花粉症 (2)スギ花粉症の正体は?
花粉症 (2)スギ花粉症の正体は?
アレルゲンとは
アレルギーを引き起こす原因物質をアレルゲンと言います。すなわちスギ花粉症を引き起こす抗原性物質の事をスギ花粉症のアレルゲンと言います。
スギ花粉症のアレルゲンとは?
それではスギ花粉症のアレルゲン(原因となる抗原性物質)は何でしょうか?
原因はスギ花粉ですが、もう少し詳しくご説明しましょう。
ここでスギ植物の学名は、Cryptomeria japonica と言います。
そしてスギ花粉症を引き起こすアレルゲンは、スギ花粉の中に含まれるCry j1(クリジェイワン)、Cry j2を言います。
Cry j1、Cry j2の名前の由来は、スギの学名Cryptomeria japonicaから付けら略名です。
Cry j1、Cry j2とは何でしょうか?
スギの花粉成分中に含まれる Cry j 1(クリジェイワン)及びCry j 2 は、スギ花粉に含まれるタンパク質成分です。これらはいずれも分子量が40,000の塩基性のタンパク質です。
このCry j 1の大部分は花粉の最表層を構成する花粉壁外層に存在しています。 花粉表面のCry j 1は花粉細胞で作られたものではなく、葯(やく)の細胞でつくられた後に花粉に移行してきたものと考えられています。
他方、Cry j 2は花粉壁には存在せず、細胞質内のデンプン粒に局在しています。
Cry j 1は弱塩基性の生理的緩衝液で花粉から短時間に効率よく抽出され、その抽出量は花粉1g(1,000mg=1,000,000μg)あたり500μg程度であることがわかっています。
従いまして、スギ花粉症の患者さんは、スギのアレルゲンであるCry j1、Cry j2に対する特異的なIgE抗体があることが明らかにされてきました。

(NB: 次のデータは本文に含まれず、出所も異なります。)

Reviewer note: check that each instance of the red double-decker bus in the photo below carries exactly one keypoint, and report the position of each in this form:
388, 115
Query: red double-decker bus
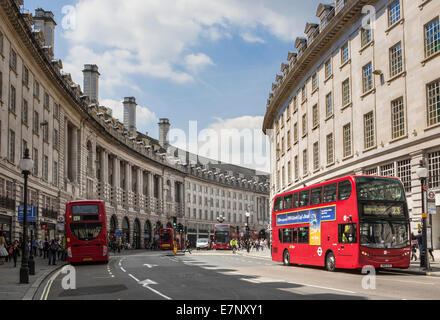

しかしながら、実際には、 Cry j1やCry j2が単独で飛び回っているわけではございません。スギ花粉の大きさは30ミクロン前後ですが、花粉の表面に花粉症や喘息を悪化させる強い抗原性を持った数ミクロン以下の微粒子(オービクル)が付着しています。現在のところオービクルの成分については明らかにされていません。